Sunday, July 20, 2008


Former Vice President Al Gore on efforts by some politicians to alleviate our current economic woes through off-shore drilling: "Going back over and over and over again to the old ways of the past just puts off the reckoning with the opportunity that we need to seize now, to shift over to renewable sources of energy."


LDS Kid said...

Gore said some pretty outrageous statements during that interview. A good example would be when he stated in 40 minutes enough sunlight hits the earth to power a years worth of ...well.... america. Yeah, thats like saying "There is enough water in the ocean to get rid of all thirst." True? yes. Relevant? not really. The problem with wind/solar isn't the goods, we know the light is free. The problem is the technology is still quite pricy. Pollution is a problem that needs to be controlled but lets all be honest here, Gore is just a tiny bit off his rocker. And even if we don't allow drilling in anwar, must we also not allow new refineries, power plants, and other energy freeing expansions of our industry? Much of Europe has accepted nuclear power, why can't we. After all, its not like many americans have bought into the fear mongering about how nuclear power plants will give your kids cancer and blow up... oh wait.... never mind.

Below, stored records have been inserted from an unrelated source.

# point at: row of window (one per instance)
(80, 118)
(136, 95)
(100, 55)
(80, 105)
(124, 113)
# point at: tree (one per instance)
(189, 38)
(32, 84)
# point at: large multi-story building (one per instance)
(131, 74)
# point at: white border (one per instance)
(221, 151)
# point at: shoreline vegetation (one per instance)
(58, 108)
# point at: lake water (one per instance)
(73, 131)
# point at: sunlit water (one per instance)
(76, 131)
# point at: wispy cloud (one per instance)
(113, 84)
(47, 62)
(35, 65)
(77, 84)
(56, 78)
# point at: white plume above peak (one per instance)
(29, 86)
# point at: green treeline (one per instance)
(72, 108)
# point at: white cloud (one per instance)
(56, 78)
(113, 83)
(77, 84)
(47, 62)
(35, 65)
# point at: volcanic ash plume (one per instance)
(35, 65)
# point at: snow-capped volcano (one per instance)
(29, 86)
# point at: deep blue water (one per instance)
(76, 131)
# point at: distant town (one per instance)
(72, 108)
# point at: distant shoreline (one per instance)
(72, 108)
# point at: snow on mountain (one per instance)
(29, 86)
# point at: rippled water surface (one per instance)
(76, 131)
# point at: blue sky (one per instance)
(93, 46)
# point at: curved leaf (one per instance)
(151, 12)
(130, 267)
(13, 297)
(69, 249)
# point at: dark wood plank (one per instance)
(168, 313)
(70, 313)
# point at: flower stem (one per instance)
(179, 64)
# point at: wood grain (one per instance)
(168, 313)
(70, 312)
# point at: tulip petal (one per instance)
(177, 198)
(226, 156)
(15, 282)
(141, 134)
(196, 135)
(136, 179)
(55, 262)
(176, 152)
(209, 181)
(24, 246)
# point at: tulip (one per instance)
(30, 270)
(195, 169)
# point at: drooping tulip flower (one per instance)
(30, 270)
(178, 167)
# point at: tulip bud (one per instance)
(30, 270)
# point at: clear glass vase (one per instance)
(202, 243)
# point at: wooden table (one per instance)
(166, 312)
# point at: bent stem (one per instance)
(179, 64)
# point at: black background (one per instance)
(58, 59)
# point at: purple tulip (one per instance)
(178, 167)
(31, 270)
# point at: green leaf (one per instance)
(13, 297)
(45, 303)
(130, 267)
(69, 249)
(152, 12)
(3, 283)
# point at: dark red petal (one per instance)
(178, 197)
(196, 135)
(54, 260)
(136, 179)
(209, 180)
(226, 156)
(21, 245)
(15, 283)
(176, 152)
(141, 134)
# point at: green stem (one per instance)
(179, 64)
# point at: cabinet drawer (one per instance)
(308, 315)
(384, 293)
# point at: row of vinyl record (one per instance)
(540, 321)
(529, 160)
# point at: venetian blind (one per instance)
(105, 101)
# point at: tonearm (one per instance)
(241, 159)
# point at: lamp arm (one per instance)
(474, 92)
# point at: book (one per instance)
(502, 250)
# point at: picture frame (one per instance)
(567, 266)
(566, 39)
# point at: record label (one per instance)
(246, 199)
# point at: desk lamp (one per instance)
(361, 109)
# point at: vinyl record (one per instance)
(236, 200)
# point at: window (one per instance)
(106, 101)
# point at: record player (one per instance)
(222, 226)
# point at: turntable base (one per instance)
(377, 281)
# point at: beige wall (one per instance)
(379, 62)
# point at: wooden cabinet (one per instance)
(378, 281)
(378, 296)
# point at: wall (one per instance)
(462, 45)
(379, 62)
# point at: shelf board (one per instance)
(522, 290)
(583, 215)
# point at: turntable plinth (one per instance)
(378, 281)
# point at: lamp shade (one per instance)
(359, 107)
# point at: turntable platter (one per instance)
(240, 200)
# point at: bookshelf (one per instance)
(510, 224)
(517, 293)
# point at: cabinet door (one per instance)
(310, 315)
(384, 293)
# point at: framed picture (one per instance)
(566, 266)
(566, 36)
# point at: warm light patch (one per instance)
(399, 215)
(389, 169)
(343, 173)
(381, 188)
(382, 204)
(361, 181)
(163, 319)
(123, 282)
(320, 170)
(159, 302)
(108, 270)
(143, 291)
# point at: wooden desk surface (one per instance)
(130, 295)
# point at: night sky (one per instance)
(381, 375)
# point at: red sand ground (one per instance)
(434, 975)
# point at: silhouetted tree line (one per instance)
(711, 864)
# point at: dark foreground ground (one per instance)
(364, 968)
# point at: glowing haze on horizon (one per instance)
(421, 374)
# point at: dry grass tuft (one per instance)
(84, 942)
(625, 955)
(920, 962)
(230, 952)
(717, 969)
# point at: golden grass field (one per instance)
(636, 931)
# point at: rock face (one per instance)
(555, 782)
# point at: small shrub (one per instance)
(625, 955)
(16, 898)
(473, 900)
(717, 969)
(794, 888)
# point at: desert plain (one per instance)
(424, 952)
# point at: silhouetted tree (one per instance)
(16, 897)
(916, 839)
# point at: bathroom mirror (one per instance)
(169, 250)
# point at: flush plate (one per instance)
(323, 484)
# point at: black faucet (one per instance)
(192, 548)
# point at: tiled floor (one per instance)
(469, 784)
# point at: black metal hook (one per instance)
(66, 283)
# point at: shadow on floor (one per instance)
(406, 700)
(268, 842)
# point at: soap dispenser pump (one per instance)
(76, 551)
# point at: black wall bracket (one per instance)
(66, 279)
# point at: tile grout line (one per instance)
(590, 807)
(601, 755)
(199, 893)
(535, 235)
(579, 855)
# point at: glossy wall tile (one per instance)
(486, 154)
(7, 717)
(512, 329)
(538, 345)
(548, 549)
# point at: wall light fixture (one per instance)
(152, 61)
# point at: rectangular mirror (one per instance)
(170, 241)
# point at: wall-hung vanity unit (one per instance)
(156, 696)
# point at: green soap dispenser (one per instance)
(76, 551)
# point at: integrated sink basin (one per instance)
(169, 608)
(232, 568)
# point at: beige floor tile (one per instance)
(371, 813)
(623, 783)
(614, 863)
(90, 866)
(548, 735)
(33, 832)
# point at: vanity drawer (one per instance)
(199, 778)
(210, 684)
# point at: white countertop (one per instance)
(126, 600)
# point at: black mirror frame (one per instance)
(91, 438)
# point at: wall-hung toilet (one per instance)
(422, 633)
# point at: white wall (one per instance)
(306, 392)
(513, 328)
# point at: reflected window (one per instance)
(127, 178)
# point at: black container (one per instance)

Sorry for the long comment. I guess i should take my soap-box over to my blog. ^_^ *ahem* But yes, Gore's interview was definitely of some interest.

Andrew Wood said...

Fair points all, lds kid. I suppose, rocking a bit with Al, I'd emphasize that simply because we cannot (to use your crafty illustration) desalinize all that water now, there's no reason to believe that we shouldn't spend the time and effort to learn how to in the future. *If* you believe that the crap thrown into the air by carbon-based energy production is actually throwing our climate into an emergency, *then* the ten-year Apollo-Program-type timeline begins to make more sense.

And then there's nuclear. I'm all for it, once we figure out a way to get rid of the waste. Much of it can be used for other purposes, I suppose. But any process that requires us to bury it somewhere needs to be rethought a bit.